Entstanden sind die drei Kapellen zwischen dem 13. und 16. Jahrhundert, an der Stelle eines heidnischen Quellheiligtums. Warum hier gleich drei Kapellen – geweiht der hl. Gertraud, dem hl. Nikolaus und der hl. Magdalena – stehen, so nahe aneinandergebaut, aber doch eigenständig? Man weiß es trotz umfangreicher Forschung bis heute nicht so wirklich. Bereits im Jahr 1237 erwähnt wurde die St. Gertraud-Kirche und ist damit wohl die älteste der drei Kirchen: Mit gotischen Fresken im Altarraum und einer spätgotischen Madonnenskulptur in einem hübschen frühbarocken Seitenaltar. Auch ins Innere der St. Nikolaus-Kirche sollte man einen Blick werfen: Hier findet man einen schönen spätgotischen Flügelaltar, im Zentrum der Namenspatron der Kirche, der hl. Nikolaus. Ebenfalls ein schöner Flügelaltar steht im Kirchlein St. Magdalena, mit einer Marienkrönung im Schrein.

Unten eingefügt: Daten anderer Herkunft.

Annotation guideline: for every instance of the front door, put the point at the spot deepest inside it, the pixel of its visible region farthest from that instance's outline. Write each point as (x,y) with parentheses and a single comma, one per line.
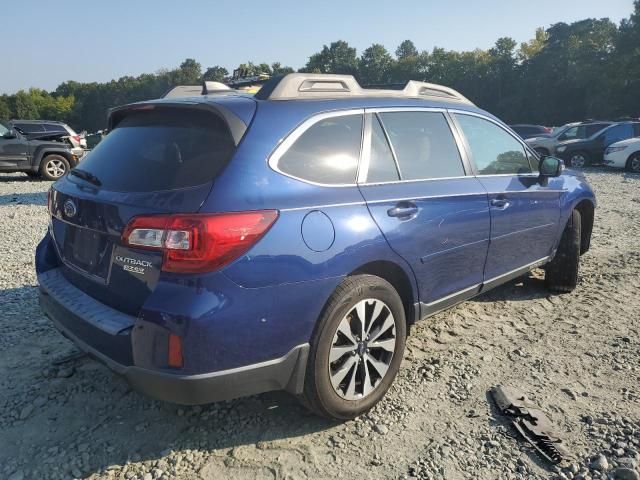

Aber den Zauber dieses Weilers macht auch das aus, was man hier weiters vorfindet: zwei alte Gasthöfe – den Gasthof Messnerhof und das historische Berghotel Gasthof Bad Dreikirchen, ein Haus, das bis ins 14. Jahrhundert zurückdatiert – und ein paar weitere versprengte Häuser. Und dann dieser Ausblick auf das Eisacktal und die gegenüberliegenden Bergketten. Man kann sich dem Zauber und Charme dieses Ortes nur schwer entziehen, und so dürfte es auch schon Sigmund Freud und Christin Morgenstern gegangen sein, die hier oben am Berg ihre Sommerfrische verbracht haben. (Wer mehr über das Berghotel Gasthof Bad Dreikirchen wissen will, liest diesen Blog-Beitrag.) Wir finden einen Platz auf der idyllischen Garten-Terrasse des Gasthofs Bad Dreikirchen, genießen eine Speckknödelsuppe und lassen unsere Augen über die Berghänge hinunter bis zum Tal wandern. Was für eine Stille und was für eine Idylle. Irgendwie ist dieser Ort ganz weit weg von der Welt. Definitiv ein Platz, an dem ich in der Zukunft gerne mal ein paar Tage verbringen möchte…
Nur 10 Autominuten sind es von Bad Dreikirchen ins beschauliche VILLANDERS, das auf rund 900 Metern Höhe liegt. Ein Besuch lohnt sich schon allein aufgrund des malerischen kleinen historischen Ortskerns rund um die spätgotische Pfarrkirche St. Stephan und den schönen Ansitz zum Steinbock aus dem 16. Jahrhundert, in dem sich heute ein Boutique Hotel befindet.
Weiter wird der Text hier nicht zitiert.